DAR, mayor proclaim National American Indian Heritage Month
MADISON – Madison Mayor Troy Trulock joined the four area chapters of the Daughters of the American Revolution (DAR) in supporting November as Native American Indian Heritage Month.
Local DAR representatives joined Trulock for his signing of the city proclamation for the month’s observance.
In 1991, Congress passed Senate Joint Resolution 172 that authorizes and requests the U.S. President to proclaim November as “National American Indian Heritage” month, DAR public relations chairperson Nancy W. Van Valkenburgh said. In subsequent years, all presidents have made the proclamation.

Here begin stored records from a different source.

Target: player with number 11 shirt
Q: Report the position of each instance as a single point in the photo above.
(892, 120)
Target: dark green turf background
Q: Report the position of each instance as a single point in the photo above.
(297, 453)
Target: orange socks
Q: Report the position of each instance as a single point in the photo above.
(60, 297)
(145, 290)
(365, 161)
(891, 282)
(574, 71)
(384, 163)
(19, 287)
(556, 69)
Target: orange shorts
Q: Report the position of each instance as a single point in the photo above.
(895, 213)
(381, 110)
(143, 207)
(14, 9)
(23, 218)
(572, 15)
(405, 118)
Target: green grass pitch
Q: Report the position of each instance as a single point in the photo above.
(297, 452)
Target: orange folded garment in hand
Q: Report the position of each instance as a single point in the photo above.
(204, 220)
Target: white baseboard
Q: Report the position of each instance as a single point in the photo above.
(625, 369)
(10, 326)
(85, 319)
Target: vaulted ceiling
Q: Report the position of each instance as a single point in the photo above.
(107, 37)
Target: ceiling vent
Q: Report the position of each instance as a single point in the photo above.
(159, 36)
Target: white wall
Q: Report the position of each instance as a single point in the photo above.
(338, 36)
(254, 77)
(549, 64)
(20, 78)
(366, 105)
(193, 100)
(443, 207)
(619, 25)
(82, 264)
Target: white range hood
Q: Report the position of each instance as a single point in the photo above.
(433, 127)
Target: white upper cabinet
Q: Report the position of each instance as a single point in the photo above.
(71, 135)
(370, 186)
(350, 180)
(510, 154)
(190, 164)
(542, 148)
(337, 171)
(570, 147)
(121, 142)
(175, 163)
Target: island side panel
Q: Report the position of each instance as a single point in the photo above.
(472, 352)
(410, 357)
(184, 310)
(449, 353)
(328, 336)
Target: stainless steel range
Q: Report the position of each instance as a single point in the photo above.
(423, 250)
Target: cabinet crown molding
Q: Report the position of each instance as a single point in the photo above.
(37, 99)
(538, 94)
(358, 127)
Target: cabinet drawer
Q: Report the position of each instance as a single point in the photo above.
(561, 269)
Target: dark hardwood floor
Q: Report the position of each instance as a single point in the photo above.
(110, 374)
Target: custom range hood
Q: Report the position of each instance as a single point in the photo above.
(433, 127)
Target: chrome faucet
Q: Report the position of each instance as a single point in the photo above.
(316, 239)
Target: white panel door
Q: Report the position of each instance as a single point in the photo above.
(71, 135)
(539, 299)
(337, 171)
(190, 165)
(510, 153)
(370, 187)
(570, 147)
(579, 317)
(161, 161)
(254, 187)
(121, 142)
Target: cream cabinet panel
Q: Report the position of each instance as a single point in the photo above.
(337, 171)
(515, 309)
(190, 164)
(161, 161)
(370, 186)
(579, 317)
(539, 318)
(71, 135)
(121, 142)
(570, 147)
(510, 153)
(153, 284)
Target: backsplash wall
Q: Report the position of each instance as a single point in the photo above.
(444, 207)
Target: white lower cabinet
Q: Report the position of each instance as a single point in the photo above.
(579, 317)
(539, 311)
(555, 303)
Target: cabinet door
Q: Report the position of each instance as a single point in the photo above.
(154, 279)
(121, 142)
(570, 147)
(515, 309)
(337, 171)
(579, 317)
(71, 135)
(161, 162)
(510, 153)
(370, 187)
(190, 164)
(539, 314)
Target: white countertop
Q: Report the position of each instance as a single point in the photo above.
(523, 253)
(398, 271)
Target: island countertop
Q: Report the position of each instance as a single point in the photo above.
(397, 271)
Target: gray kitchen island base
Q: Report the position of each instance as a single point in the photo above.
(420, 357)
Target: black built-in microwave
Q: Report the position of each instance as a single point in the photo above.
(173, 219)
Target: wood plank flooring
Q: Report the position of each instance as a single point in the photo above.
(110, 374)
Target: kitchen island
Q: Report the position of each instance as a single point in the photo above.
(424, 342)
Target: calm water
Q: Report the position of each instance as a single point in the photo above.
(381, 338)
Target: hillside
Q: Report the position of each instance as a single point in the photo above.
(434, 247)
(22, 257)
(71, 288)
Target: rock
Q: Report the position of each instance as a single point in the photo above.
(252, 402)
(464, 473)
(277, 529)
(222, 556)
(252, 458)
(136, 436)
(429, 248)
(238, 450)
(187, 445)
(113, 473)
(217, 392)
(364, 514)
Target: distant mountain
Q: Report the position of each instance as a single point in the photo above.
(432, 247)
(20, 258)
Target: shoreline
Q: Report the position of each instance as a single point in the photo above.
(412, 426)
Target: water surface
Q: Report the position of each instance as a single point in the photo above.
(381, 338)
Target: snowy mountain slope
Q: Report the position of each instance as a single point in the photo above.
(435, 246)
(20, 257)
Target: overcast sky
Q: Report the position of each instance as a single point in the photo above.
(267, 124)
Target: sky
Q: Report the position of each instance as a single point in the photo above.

“Madison County is the former hunting grounds for the Cherokee and Creek nations, even into the early 1800s. Many of their descendants still live here,” Van Valkenburgh said. “The DAR would like to see them honored in this area.”
Representatives attended the proclamation from the four local chapters, including Hunts’ Spring, Huntsville, Maple Hill and Twickenham Town. Patsy Battles Faulk, chairman of the DAR American Indian Committee, coordinated the recognition events, assisted by Penny Sumners, regent of the Twickenham Chapter.
In his proclamation, Trulock cited the influence of American Indians and indigenous peoples on the history and culture of the United States. “The contributions of American Indians have enhanced the freedom, prosperity and greatness of America today,” Trulock said.
“Native American Awareness Week began in 1976 and recognition was expanded by Congress and approved by President George Bush in August 1990, designating the month of November as National American Indian Heritage Month,” Trulock said.
Founded in 1890, The DAR has headquarters in Washington D.C. and is a non-profit, non-political volunteer women’s service organization dedicated to promoting patriotism, preserving American history and securing America’s future through better education for children.